High content and dispersion of Gd in bimodal porous silica: T2 contrast agents under ultra-high magnetic fields

Abstract

Silica-based UVM-7-type bimodal mesoporous materials with high gadolinium content (∞ ≥ Si/Gd ≥ 13) have been synthesized through a one-pot surfactant-assisted procedure from hydroalcoholic solution using a cationic surfactant as template, and starting from atrane complexes of Gd and Si as inorganic precursors. The novel synthetic pathway developed in the study preserves the UVM-7-type architecture while optimizing the dispersion of the Gd-guest species at the nanoscale and even at atomic level. It has been determined that the number of Gd atoms forming clusters is always less than 10. The behaviour under exposure to ultra-high magnetic fields reveals a significant increase in the transversal relaxivity value when compared with related materials in the bibliography.

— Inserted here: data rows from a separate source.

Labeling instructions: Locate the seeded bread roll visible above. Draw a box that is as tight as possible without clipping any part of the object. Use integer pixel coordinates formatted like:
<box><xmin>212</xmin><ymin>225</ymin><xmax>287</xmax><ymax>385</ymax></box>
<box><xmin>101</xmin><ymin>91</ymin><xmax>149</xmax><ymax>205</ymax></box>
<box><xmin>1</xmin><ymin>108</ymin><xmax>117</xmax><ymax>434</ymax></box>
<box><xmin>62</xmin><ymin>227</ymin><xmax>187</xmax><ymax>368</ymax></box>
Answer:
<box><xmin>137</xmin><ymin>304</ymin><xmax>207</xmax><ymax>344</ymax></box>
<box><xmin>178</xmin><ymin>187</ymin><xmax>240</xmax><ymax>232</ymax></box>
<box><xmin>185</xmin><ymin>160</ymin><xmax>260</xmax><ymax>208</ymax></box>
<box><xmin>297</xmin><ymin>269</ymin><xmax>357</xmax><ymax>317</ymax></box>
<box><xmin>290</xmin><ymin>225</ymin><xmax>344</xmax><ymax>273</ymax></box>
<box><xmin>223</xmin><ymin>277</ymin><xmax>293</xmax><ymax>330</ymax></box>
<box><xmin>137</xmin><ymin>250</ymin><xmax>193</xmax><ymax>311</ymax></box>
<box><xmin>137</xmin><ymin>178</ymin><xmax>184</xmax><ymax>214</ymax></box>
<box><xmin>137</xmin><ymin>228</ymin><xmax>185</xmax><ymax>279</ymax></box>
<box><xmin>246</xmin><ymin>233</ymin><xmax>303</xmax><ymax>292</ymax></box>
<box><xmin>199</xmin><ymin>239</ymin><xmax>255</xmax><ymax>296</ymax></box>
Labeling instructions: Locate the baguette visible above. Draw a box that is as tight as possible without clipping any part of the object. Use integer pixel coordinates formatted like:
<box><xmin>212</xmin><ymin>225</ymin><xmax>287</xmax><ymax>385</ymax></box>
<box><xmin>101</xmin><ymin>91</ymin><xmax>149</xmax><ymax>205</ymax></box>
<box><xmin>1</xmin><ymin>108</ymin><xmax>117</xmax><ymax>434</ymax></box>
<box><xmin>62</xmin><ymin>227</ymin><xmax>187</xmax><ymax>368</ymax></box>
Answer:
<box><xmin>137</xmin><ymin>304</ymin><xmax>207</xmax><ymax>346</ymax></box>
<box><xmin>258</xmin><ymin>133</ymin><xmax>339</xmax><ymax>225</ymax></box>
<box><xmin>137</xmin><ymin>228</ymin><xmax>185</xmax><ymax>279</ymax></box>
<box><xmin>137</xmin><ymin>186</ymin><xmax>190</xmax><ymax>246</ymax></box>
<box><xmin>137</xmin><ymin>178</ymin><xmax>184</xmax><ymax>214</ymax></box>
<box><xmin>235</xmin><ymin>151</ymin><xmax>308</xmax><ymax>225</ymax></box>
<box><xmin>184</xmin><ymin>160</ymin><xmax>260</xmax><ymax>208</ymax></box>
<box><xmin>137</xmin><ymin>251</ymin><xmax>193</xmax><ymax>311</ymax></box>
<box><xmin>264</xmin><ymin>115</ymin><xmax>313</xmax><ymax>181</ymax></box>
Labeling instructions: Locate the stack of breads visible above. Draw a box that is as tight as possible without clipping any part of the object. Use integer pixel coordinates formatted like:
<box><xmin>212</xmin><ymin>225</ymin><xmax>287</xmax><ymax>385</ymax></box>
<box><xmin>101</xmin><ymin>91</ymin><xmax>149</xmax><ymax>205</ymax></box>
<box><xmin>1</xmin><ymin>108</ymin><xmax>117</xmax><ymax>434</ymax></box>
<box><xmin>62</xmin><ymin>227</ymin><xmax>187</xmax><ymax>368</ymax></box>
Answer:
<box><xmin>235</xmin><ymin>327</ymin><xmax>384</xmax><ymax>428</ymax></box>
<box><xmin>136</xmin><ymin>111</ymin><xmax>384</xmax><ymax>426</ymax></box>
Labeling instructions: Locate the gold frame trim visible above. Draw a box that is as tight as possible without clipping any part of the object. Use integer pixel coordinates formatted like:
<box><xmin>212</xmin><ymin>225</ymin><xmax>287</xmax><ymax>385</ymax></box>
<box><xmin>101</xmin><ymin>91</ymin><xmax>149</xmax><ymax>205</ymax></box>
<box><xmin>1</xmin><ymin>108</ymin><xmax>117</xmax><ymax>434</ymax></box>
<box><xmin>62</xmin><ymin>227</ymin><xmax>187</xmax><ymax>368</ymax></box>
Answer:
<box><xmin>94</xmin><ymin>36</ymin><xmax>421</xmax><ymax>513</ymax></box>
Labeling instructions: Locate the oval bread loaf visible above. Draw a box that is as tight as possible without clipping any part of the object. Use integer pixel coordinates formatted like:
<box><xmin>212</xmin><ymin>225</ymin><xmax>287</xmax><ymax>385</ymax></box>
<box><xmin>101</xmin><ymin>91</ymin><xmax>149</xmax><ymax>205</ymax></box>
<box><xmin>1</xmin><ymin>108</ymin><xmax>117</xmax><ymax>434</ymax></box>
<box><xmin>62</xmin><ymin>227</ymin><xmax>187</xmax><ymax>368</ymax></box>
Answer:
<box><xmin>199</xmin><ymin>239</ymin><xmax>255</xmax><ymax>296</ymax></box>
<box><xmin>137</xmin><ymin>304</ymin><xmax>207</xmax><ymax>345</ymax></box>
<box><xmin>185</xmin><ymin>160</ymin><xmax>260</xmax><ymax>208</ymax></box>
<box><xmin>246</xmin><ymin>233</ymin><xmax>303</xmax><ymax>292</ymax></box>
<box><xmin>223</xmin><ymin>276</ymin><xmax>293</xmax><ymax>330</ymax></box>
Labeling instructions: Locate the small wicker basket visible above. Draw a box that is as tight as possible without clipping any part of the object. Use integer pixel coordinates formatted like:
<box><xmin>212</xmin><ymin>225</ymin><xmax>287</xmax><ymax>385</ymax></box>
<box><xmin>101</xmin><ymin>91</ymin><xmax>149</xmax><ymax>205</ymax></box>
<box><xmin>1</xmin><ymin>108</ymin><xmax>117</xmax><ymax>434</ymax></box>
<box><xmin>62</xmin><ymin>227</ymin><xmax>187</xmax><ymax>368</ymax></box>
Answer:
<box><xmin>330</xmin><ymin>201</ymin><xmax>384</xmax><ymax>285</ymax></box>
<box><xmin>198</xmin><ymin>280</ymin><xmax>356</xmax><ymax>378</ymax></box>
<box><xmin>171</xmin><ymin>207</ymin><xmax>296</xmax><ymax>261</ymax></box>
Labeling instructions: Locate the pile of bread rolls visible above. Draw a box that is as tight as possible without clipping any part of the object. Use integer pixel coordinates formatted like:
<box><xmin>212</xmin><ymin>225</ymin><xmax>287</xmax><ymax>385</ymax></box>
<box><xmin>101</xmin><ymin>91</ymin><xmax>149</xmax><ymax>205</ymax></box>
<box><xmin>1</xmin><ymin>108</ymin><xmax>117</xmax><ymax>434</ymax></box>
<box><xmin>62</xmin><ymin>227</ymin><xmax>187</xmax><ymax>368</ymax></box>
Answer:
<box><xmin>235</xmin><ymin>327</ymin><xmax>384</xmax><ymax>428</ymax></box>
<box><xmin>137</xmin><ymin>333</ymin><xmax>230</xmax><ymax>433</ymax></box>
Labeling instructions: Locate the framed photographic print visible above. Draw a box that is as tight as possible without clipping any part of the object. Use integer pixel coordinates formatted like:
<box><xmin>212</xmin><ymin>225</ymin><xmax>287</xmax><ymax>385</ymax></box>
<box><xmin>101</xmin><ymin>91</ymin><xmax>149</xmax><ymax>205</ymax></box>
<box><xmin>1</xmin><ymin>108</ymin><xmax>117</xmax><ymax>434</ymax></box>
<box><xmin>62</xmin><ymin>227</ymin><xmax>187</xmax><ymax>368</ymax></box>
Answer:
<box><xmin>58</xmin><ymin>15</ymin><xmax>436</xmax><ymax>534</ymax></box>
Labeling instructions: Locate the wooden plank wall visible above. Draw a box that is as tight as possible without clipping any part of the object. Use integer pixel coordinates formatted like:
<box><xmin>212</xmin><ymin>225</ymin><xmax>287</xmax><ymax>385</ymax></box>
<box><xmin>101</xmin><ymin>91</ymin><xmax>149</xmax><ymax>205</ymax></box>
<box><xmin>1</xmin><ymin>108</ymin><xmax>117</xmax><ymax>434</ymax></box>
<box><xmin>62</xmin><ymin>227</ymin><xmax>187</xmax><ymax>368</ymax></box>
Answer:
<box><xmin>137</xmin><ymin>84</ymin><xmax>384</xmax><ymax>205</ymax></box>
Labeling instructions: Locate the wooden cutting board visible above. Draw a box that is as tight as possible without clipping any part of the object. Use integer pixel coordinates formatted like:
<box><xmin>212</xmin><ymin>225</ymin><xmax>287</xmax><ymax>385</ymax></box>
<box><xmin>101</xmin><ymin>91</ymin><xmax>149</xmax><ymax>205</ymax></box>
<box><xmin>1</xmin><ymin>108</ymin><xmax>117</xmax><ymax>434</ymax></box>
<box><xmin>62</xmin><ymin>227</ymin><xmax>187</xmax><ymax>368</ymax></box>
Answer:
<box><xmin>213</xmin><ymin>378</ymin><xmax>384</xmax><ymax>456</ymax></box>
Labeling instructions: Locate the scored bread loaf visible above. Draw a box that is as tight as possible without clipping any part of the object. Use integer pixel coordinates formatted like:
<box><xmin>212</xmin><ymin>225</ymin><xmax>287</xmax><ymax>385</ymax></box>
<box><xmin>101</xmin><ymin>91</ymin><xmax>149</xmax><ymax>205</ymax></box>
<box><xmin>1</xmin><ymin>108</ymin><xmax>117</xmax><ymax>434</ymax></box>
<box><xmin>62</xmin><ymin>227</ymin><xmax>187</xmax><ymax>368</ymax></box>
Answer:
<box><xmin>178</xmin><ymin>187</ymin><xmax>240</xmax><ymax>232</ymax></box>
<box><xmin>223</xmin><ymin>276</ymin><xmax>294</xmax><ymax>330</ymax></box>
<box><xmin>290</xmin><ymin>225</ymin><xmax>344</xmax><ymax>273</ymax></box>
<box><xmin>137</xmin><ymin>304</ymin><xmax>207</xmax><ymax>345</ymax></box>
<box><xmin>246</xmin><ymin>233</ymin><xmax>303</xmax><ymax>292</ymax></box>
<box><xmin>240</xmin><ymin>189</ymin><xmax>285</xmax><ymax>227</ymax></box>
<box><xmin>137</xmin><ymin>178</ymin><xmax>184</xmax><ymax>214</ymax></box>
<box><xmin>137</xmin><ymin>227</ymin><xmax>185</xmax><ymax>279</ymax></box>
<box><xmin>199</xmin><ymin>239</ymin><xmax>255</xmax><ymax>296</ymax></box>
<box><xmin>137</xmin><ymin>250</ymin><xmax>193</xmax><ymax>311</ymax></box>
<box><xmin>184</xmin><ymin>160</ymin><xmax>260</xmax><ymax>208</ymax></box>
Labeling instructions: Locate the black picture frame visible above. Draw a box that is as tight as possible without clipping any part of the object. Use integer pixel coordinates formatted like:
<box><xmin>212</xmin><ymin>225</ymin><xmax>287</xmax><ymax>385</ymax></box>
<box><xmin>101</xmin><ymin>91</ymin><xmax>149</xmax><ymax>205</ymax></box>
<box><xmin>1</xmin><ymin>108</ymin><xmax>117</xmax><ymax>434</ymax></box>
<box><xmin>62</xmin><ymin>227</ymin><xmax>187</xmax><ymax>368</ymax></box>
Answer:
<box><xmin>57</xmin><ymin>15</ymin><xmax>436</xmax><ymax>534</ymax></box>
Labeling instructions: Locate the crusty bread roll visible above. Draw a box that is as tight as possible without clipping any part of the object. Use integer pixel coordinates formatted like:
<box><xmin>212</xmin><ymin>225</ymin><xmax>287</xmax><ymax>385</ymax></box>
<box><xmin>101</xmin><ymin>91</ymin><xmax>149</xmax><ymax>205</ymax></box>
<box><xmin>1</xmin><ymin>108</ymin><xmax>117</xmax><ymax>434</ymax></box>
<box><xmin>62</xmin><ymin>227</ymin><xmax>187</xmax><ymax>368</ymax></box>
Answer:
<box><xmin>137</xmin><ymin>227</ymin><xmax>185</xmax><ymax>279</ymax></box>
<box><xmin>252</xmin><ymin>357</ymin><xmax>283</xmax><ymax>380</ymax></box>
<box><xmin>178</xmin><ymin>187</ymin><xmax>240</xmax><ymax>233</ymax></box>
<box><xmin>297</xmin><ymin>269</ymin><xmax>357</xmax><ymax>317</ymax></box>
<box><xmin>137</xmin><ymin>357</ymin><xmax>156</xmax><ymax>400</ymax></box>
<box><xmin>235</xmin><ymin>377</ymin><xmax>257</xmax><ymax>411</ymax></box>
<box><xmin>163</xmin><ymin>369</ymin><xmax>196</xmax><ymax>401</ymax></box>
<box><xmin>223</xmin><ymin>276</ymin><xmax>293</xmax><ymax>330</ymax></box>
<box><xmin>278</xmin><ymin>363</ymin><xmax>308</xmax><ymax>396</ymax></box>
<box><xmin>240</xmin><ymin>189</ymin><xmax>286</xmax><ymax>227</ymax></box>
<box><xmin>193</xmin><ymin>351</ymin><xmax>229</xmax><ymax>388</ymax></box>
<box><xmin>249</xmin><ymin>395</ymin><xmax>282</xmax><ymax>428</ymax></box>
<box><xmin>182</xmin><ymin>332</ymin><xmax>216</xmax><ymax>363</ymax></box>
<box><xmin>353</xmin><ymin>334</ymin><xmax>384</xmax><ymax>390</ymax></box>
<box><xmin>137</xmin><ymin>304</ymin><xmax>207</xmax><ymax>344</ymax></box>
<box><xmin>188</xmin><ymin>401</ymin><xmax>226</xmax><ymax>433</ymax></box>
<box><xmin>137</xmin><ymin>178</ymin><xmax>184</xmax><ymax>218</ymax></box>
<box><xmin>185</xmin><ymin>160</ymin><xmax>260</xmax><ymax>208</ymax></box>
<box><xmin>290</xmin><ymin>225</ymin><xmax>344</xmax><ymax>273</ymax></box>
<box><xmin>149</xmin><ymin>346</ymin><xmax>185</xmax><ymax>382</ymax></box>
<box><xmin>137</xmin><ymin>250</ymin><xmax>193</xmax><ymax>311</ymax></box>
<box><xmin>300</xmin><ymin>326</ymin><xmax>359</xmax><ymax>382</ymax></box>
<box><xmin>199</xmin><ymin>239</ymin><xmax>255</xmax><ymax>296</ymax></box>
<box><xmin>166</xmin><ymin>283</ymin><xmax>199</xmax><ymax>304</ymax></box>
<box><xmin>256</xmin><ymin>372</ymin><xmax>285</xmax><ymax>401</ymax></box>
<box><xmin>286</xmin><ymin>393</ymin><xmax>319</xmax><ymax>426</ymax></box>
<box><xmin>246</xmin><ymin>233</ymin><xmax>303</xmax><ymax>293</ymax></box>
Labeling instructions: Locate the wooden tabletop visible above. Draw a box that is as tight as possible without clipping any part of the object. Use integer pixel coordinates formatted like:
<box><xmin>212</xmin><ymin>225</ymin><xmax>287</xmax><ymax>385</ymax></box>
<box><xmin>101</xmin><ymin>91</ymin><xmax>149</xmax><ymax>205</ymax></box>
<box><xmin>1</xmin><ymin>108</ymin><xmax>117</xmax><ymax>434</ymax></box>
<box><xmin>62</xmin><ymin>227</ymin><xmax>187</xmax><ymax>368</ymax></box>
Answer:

Their activity as T2 instead of T1 contrast agents is discussed and explained considering the high Gd-dispersion and concentration, nature of the materials as well as due to the high magnetic fields used, typical of MRM studies. The absence of toxicity has been confirmed in preliminary cell cultures “in vitro” and the degradation of the solids studied under biological conditions. Results suggest that the atrane route could be a suitable synthesis approach for the preparation of Gd containing contrast agents. • Very high Gd-containing (Si/Gd = 11–13) hierarchical bimodal porous silicas have been synthesized. • The materials are monophasic samples without segregation of Gd 2 O 3 nanodomains. • The Gd centres result highly dispersed in the form of Gd n clusters (n < 10). • The high Gd concentration and dispersion confers these materials interest as contrast agents. • A remarkable increase of the T2 relaxivity when working under ultra-high magnetic fields is observed.